Da anni infervora il dibattito sull’industria tessile e della moda, principale veicolo del made in Italy con un fatturato globale di circa 50 miliardi di euro: regge? Non regge? Quanto regge? Dal rapporto annuale di Smi emerge che il settore, a differenza dei segnali positivi registrati nel 2011, nell’ultimo anno non è stato risparmiato dalla crisi: fatturato -3,2% (51 miliardi, nel 2007 erano 56), consumo -9,8%, numero di aziende -3,5% (ne sono mancate quasi 10mila dal 2006) e impiegati totali in calo a 423mila unità (-5,3%).

Ma soprattutto, è un dato a destare preoccupazione: l’export, cavallo di battaglia dell’intero sistema economico italiano, in particolare delle eccellenze come il tessile, registra il segno “meno” dopo tre anni dall’ultima volta: -0,8%. Anche qui, il viceministro Calenda ha le idee chiarissime: “Le aziende che esportano lo fanno molto bene, ma sono ancora in poche a farlo”. Ecco dunque la comunicazione che fa scattare l’applauso della platea: il governo Letta ha raddoppiato il fondo per la promozione del settore, stanziando circa 10 milioni di euro, “che saranno investiti anche per andare a cercare direttamente sul territorio le aziende medio-piccole e farle diventare esportatrici”.

Piccoli passi, soprattutto in questo periodo di scarse risorse, e con una visione concreta, lontana dalla fuffa del made in Italy che tanto ce la fa sempre e comunque. “C’è per esempio il tema del libero scambio – spiega ancora Calenda all’associazione della filiera tessile -: dobbiamo prendere atto che è morto, perché Paesi come India e Brasile si sono chiusi e gli Usa fanno una politica a sé.
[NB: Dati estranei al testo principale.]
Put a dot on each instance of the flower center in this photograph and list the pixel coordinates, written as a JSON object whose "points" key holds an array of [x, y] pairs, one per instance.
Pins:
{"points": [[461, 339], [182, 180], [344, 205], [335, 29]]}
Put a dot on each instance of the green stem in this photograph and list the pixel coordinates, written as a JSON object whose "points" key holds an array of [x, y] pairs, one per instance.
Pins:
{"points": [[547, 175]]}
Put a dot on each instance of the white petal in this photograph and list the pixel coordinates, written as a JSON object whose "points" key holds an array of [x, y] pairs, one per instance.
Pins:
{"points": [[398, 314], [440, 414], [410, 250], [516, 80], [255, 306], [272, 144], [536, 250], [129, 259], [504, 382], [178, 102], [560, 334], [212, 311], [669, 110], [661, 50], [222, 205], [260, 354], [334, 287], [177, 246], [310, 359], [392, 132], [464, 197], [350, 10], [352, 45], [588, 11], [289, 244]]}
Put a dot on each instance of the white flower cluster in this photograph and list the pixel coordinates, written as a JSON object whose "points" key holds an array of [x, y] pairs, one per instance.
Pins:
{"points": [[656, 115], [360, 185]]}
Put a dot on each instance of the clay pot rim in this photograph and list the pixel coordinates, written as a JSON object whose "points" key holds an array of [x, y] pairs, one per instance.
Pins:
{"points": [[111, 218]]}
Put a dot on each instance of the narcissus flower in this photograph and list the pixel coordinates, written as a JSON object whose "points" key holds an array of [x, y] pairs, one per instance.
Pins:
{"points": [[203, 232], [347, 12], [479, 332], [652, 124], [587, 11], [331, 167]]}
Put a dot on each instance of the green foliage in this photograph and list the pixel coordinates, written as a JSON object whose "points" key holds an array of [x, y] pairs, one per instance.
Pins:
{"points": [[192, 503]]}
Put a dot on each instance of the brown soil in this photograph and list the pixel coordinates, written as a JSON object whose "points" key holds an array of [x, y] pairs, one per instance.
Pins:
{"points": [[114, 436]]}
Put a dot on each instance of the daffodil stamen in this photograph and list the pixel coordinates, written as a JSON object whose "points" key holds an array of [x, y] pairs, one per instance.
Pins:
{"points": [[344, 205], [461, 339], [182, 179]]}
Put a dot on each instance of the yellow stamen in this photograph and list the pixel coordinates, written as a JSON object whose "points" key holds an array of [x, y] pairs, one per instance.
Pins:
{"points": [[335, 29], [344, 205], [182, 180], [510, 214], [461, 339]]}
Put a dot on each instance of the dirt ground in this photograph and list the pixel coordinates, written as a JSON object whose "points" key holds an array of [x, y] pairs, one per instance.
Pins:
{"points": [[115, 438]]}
Ma la via per uscirne c’è: un accordo bilaterale con gli Stati Uniti, che funga da modello per l’intero sistema, perché fidatevi che se si concordano degli standard con gli americani, il giorno dopo questi standard diventano punto di riferimento al quale si adeguano gli altri”.

Altro che Datagate, dunque: “Non è proprio una buona idea entrare in conflitto con gli Usa adesso, proprio in questo momento di difficoltà per il tessile, che poi è l’ambito nel quale gli statunitensi applicano più barriere tariffarie (già da qualche tempo l’Italia è soltanto l’11esimo Paese dal quale gli States importano tessile&moda, con una quota inferiore al 2%, ndr). Anche perché loro, a differenza di noi europei, stanno già scommettendo sulla controtendenza dell’esportazione di manifattura (delocalizzazione della produzione, ndr): i flussi manifatturieri nel mondo stanno per la prima volta declinando e questo accade perché si è fortemente ridotto il rapporto del costo del lavoro per esempio tra Italia e Cina, che qualche anno fa era di 1 a 33”.

L’Europa però non sembra scommetterci, così come non sembra neanche scommettere sul libero scambio al proprio interno: “Su questo darò forte battaglia – promette il viceministro allo Sviluppo economico del governo Letta -, partendo dal caso della pelle, che sta mettendo in ginocchio molte nostre aziende. Alcuni Paesi dell’Est hanno imposto dazi sull’esportazione di questa materia, e questo protezionismo oltre che non rientrare nello spirito comunitario, rischia di distruggere posti di lavoro nell’Europa stessa”.

Anche perché, secondo i dati dello stesso Smi, è proprio l’Italia a fatturare quasi un terzo dell’intero prodotto lordo di tessile e moda continentale: il 31%, grazie al 27,6% delle aziende che operano nel settore. Segnale di un sistema forte e ancora, nonostante tutto, in vena di ottimismo: “L’ho notato all’ultima edizione del Pitti – chiude Calenda -: è stata forse la prima volta in cui quasi tutti gli imprenditori che ho incontrato mi hanno detto ‘Siamo fiduciosi, ce la facciamo’.”